No you aren't unreasonable, but I'd also question whether it was the best thing for you too.
The issue is that its youd third baby and part of your reasoning is that you didn't make it to the hospital on time and your labour was so fast.
The problem is that this doesn't eliminate the same possibility. Hospitals won't do an elective cs before a certain gestation and even then they can't guarentee an elective even if you have solid reasoning if you go into labour before your planned date unless you have a physical medical emergency and its essentially a 'crash section'. Which might be a realistic possibility given your daughter's position.
I had a planned CS and the system is they couldn't guarentee what time you'd go in on the day you were scheduled. You'd be booked in, with an order slot, but you could be bumped if there was someone who was a medical emergency ahead of you. So you had to turn up and wait until they were ready and had a free theatre place.
The information I found when I was researching my options was that there were two fairly different cohorts for planned CS. The first were mothers who hadn't previously had a baby and the second who were mothers who had suffered from birth trauma from a previous experience. And generally speaking there was a difference in how they should be treated.
In mothers who were suffering from birth trauma it seemed to be the case, that they responded well to greater psychological intervention. What they needed was their fears being listened to and a more detailed birth plan needed which was better tailored to their individual fears and needs.

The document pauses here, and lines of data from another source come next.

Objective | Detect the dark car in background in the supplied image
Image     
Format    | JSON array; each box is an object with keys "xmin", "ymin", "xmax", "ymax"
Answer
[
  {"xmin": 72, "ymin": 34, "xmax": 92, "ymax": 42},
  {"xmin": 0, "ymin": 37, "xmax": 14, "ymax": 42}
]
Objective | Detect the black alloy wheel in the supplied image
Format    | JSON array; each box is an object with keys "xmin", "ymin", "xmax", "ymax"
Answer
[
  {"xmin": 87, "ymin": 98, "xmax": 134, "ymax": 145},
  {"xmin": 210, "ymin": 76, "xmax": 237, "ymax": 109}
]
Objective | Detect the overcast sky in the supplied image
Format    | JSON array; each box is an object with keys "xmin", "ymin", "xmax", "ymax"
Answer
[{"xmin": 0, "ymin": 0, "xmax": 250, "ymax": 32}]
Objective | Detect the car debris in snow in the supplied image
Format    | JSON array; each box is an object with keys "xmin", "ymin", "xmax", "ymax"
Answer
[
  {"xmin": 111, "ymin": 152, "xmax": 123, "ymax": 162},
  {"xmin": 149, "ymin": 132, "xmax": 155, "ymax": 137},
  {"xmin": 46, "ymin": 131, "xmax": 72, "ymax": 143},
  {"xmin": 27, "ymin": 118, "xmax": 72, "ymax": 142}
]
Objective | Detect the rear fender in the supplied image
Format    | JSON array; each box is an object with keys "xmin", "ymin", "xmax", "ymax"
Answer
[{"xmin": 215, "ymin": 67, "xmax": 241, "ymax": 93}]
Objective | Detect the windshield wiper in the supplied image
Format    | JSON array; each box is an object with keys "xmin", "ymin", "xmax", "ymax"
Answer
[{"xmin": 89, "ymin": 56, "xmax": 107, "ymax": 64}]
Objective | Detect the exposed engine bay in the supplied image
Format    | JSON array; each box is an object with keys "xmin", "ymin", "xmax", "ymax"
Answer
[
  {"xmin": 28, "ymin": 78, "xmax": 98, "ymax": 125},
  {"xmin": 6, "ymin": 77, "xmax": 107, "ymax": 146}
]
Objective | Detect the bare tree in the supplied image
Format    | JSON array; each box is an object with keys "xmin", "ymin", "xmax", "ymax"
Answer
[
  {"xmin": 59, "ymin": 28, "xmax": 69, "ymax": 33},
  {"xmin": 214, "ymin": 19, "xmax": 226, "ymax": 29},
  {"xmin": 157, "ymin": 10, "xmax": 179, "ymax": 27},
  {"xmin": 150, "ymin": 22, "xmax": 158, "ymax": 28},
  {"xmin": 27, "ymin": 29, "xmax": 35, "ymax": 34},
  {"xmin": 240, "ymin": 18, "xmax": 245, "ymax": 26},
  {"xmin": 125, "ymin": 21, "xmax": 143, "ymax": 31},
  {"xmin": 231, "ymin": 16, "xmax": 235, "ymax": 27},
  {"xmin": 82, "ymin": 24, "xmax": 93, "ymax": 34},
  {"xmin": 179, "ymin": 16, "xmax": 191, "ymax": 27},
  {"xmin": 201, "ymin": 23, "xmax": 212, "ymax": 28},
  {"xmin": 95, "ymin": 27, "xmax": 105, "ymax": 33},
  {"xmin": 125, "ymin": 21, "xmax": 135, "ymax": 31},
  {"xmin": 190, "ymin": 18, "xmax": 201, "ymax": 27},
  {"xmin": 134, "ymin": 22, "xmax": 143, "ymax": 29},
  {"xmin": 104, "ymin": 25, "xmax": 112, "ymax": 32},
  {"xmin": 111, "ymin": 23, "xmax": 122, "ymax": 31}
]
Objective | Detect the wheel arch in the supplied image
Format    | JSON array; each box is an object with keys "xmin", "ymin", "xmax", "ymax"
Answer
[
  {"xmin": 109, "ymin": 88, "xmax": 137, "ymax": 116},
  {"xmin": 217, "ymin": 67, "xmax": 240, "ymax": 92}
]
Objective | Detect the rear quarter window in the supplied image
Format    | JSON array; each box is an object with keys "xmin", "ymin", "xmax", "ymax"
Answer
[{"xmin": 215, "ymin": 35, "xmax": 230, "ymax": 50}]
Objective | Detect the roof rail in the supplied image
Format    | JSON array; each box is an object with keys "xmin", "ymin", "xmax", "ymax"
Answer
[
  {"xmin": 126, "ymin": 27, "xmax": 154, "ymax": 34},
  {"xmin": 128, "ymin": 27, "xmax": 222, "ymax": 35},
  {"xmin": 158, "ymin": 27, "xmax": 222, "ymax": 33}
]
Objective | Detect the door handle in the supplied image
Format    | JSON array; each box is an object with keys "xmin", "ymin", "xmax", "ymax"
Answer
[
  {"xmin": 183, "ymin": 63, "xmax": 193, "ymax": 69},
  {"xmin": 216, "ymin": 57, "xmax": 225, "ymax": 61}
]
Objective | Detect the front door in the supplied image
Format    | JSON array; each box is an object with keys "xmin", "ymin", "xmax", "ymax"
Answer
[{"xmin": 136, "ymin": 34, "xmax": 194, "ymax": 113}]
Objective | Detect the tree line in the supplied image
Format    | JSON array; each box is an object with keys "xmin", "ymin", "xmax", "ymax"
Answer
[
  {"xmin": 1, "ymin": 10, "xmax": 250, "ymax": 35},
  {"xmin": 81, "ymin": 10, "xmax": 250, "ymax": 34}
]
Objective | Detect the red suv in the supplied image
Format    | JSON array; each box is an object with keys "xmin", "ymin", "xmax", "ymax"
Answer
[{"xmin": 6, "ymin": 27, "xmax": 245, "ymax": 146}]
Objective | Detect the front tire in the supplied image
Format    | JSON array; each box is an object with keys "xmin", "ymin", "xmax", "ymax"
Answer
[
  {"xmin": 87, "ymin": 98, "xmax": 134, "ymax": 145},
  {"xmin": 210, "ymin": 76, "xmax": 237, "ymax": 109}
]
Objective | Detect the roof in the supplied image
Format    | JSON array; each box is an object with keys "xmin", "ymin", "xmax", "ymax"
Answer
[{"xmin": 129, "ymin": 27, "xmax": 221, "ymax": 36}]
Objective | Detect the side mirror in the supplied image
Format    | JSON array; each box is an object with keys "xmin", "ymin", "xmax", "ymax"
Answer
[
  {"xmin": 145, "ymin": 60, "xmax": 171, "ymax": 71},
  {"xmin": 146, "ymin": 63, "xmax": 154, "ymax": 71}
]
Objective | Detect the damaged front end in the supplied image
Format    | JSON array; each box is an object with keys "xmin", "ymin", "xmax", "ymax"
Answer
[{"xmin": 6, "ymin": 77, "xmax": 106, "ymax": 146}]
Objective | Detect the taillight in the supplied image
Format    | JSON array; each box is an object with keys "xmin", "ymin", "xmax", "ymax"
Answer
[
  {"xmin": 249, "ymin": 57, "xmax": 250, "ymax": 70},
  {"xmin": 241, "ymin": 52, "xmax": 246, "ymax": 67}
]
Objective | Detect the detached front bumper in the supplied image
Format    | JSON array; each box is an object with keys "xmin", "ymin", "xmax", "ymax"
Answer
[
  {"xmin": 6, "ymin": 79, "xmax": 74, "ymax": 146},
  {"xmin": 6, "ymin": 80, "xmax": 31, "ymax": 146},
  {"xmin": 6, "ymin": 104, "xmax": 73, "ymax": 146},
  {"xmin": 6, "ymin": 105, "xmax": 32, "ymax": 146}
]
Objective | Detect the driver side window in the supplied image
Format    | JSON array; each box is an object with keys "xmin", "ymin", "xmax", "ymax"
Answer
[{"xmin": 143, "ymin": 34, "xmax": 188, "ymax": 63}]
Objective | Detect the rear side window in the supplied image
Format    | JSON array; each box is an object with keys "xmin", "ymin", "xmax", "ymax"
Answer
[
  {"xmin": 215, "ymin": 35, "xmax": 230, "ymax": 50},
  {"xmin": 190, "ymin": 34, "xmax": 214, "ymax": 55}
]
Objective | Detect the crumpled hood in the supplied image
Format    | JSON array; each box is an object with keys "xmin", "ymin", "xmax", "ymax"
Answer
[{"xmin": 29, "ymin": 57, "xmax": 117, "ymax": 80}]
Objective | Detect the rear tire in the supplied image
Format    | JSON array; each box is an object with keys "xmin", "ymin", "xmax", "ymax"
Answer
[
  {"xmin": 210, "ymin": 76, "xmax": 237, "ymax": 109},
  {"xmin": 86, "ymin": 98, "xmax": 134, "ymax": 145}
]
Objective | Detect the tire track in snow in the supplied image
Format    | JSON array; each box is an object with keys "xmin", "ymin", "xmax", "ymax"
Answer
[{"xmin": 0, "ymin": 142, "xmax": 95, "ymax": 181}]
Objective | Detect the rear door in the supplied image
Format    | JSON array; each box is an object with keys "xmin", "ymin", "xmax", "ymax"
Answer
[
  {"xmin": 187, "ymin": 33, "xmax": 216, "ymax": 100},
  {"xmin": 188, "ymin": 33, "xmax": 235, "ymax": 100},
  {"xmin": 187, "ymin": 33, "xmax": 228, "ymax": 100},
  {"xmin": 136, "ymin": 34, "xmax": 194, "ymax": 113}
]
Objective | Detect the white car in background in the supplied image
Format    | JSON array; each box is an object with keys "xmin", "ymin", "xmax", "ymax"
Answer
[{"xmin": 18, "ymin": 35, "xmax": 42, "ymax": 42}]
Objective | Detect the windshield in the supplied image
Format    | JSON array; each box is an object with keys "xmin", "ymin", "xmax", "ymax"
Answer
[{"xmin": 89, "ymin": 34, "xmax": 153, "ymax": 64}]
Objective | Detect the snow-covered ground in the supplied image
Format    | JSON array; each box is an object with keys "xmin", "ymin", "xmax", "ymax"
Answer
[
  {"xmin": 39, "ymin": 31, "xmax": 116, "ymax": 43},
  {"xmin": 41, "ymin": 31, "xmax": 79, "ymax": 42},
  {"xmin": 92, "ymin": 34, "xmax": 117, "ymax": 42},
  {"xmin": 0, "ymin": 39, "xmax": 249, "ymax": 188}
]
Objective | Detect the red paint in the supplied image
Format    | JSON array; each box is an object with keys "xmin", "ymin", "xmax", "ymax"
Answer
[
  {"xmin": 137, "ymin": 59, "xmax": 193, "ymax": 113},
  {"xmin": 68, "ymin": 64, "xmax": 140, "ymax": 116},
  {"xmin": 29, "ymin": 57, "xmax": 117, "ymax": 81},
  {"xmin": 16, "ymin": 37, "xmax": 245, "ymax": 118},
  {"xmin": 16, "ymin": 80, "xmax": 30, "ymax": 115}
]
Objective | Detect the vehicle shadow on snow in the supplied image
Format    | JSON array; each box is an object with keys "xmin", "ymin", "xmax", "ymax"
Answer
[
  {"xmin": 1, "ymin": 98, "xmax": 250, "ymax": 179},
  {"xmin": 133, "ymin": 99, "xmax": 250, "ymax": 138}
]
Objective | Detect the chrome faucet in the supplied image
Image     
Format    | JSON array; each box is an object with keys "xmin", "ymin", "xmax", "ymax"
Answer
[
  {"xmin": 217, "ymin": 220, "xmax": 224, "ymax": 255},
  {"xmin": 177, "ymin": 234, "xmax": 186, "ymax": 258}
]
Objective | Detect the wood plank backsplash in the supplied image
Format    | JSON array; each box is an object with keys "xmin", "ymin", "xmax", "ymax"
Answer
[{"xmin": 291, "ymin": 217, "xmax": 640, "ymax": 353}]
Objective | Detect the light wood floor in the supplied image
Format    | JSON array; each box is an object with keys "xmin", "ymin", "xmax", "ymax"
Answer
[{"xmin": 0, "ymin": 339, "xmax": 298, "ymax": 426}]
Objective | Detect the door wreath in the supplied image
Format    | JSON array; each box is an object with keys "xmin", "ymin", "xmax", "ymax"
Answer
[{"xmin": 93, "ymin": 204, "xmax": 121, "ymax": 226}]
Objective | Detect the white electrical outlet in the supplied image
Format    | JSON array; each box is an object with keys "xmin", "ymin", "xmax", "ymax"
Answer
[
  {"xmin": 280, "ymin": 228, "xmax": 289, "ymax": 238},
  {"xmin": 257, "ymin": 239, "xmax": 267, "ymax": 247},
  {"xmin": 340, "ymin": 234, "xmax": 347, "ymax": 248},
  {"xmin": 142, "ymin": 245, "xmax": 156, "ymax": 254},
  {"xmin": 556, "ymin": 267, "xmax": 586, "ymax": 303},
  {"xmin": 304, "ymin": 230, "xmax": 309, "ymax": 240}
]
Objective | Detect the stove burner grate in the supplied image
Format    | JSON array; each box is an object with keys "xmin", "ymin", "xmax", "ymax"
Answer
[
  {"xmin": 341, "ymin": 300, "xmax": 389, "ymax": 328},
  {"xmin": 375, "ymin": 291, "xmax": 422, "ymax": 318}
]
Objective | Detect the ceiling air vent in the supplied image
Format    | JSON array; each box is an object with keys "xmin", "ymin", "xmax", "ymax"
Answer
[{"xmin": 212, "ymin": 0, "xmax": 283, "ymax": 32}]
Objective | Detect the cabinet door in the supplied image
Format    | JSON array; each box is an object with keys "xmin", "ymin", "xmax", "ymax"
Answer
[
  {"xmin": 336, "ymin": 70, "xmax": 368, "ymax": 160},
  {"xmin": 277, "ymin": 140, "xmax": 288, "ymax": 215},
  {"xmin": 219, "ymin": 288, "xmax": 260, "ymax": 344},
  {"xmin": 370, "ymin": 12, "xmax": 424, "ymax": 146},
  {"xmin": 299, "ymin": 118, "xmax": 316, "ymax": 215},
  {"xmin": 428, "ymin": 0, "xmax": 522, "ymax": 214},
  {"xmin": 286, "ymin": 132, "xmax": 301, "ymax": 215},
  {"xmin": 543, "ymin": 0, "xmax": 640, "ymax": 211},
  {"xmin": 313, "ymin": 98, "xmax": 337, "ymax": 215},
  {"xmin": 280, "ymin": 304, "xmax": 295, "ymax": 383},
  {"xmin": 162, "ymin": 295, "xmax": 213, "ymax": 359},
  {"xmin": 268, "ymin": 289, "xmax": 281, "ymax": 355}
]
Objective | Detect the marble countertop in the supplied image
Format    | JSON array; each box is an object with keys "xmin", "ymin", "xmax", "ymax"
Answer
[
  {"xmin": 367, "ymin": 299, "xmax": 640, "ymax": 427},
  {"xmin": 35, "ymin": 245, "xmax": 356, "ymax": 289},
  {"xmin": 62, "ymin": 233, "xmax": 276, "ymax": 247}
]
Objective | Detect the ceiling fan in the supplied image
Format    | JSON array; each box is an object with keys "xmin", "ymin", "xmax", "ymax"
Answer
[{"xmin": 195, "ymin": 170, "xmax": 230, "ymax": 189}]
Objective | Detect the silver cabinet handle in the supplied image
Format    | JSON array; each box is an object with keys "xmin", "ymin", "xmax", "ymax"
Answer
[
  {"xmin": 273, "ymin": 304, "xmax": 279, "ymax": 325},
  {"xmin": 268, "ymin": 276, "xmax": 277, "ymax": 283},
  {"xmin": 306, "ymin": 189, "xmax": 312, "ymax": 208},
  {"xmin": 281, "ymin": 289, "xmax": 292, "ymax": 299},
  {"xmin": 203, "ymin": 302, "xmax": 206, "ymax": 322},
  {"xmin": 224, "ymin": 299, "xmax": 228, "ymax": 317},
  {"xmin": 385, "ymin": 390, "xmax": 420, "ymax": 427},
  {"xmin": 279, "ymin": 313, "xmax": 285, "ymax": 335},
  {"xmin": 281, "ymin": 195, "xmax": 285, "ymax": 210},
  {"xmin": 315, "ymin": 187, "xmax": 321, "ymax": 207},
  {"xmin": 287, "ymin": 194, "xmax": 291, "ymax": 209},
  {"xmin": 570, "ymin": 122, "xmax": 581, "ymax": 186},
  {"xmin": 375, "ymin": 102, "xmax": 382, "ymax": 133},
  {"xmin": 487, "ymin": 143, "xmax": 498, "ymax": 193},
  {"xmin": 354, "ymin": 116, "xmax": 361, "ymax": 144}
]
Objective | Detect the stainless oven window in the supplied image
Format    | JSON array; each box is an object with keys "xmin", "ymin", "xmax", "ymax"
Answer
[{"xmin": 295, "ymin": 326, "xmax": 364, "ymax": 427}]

In your case, you need to talk to your midwife and push for this - you need your trauma to be taken seriously and ANY birth plan you have (be it a VB or a CS) needs to take into account your fast labour. You need to be reassured you will be admitted immediately if you do go into labour with your previous history - simply because if you do, your chances of getting to theatre quickly enough are probably limited. At that point, given the other risk factors, you may be better looking more generally at managing your fears because physically a VB will still remain less risky for you. Again this needs you to be talking this through with your midwife and getting them to acknowledge there is a mental health as well as physical issue with regards to your birth plan.
Above all else, you NEED to be discussing what would happen if you went into labour with a footling breech given your fast labours and how this would be managed.